I got a new pipe for myself! (This is probably rarer for makers than collectors, LOL...) I'd been meaning to make myself a new one for a long time, and with the Christmas season coming up I decided to make myself a personal Christmas pipe, drilled to fit Savinelli 7mm balsa filters to mellow out some of the aromatic tobacs I end up smoking during the holidays to pacify the family at gatherings. Here's the pipe:
And yes, that is a dark green stain with a marbled green band attached to a faux-amber stem. Garish, I know, but I wanted Christmas-ey, festive, and fun. And it's nice just to have a new pipe to smoke, too - First in a while. I do like to make myself samples from my stock to live with for years, just to see how they perform and behave over the long haul. This one is another longterm test of this particular green stain's durability. The stem is the weird bit, though. When we bought the French biz, among the mountains of parts and pieces we got was a box full of diamond-shaped faux amber stems just like this. They're really beautiful and I'd love to use them on Ligne Bretagnes to sell, but I have not been able to because of their bizarre surface color problem. Well, pictures may explain better...

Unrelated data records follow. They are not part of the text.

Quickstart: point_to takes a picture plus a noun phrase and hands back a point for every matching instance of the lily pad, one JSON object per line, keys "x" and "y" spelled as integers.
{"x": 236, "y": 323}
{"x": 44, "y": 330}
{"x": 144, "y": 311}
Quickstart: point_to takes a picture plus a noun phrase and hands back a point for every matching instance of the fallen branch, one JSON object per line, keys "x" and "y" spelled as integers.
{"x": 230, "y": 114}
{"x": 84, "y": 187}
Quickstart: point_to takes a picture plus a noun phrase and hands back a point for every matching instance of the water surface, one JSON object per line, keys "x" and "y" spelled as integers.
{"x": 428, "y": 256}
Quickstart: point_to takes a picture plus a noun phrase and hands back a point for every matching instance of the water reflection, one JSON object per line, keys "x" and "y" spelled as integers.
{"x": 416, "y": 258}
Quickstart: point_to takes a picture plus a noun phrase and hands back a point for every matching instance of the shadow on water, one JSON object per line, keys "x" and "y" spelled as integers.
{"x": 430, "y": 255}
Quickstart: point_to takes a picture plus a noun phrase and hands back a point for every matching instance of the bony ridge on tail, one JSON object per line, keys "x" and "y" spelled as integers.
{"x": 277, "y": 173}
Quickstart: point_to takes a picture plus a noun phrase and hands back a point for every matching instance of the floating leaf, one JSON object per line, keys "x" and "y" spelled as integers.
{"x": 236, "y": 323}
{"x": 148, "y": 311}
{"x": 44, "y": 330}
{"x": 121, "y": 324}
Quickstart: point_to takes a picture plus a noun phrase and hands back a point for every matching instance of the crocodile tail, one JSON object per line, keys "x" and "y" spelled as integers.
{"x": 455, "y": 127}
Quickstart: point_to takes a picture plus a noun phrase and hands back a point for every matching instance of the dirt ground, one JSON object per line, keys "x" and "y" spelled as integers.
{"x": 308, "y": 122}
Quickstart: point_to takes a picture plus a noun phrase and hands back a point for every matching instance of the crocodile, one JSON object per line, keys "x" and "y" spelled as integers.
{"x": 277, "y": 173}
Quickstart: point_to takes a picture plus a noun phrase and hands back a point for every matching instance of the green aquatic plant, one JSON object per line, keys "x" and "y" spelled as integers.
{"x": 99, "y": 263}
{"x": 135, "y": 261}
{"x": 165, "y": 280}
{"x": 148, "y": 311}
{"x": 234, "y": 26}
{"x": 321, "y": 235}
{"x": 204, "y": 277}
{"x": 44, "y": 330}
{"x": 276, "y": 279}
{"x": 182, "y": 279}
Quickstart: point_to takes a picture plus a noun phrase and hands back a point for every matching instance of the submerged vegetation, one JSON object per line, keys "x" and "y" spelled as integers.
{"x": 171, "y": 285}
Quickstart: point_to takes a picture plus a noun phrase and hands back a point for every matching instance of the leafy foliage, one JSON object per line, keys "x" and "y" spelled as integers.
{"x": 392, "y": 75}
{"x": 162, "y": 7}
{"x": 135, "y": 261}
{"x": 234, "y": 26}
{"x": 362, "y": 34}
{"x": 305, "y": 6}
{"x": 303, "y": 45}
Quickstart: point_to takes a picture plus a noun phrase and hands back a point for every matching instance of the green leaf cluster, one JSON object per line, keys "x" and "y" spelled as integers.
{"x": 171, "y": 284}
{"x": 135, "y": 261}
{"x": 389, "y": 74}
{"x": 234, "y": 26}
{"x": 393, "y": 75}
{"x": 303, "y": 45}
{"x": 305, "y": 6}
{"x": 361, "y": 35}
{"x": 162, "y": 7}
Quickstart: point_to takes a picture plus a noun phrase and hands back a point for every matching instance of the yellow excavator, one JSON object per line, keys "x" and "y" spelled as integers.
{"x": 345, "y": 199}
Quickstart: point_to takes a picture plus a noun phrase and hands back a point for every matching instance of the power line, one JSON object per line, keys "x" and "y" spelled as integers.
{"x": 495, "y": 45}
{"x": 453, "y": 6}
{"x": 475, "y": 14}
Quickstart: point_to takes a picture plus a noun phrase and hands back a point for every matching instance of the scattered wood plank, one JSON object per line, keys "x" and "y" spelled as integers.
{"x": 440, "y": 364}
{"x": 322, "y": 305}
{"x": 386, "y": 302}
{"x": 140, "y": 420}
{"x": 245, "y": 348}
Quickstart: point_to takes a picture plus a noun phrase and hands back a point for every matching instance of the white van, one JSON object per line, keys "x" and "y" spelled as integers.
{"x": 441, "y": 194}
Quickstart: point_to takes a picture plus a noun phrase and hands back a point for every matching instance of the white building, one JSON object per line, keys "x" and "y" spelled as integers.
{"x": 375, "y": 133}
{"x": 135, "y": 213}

When I first found these stems I was all excited because I thought they were really beautiful, but when I went to sand and compound them, I quickly found they had a really strange characteristic - The exterior orange tint comes off! In the pic above, what you're seeing is the orange exterior coloring of the stem and the stem's face around the tenon is the pale white interior color, which becomes apparent the minute you do any sanding or firm compounding of the material, because the orange comes off like stain. It's very strange, and I've never encountered anything like it before. I don't know where the stems come from or how old they are, but the odds are, "very", so it's left me wondering if the color is an effect of oxidation on the stem exteriors over the years. Maybe they started off whitish and just yellowed on the surface with time. Because I can't imagine any manufacturer actually staining stems, and as it's some form of polyester resin cast, it would never penetrate anyway so its usefulness would be nil.
Weird.
My pipe's stem retains its color because all I did to it was flatten the end, drill the hole for the tenon and filter, and then *very* lightly clean buff the exterior, to avoid removing any of the color. This is fine for me but wouldn't be suitable for a pipe to sell, as it's got a number of fine scratches and surface ripples in it. Smokes great, and the color doesn't come off on my lips or in use, which makes me think oxidation of surface material is the answer.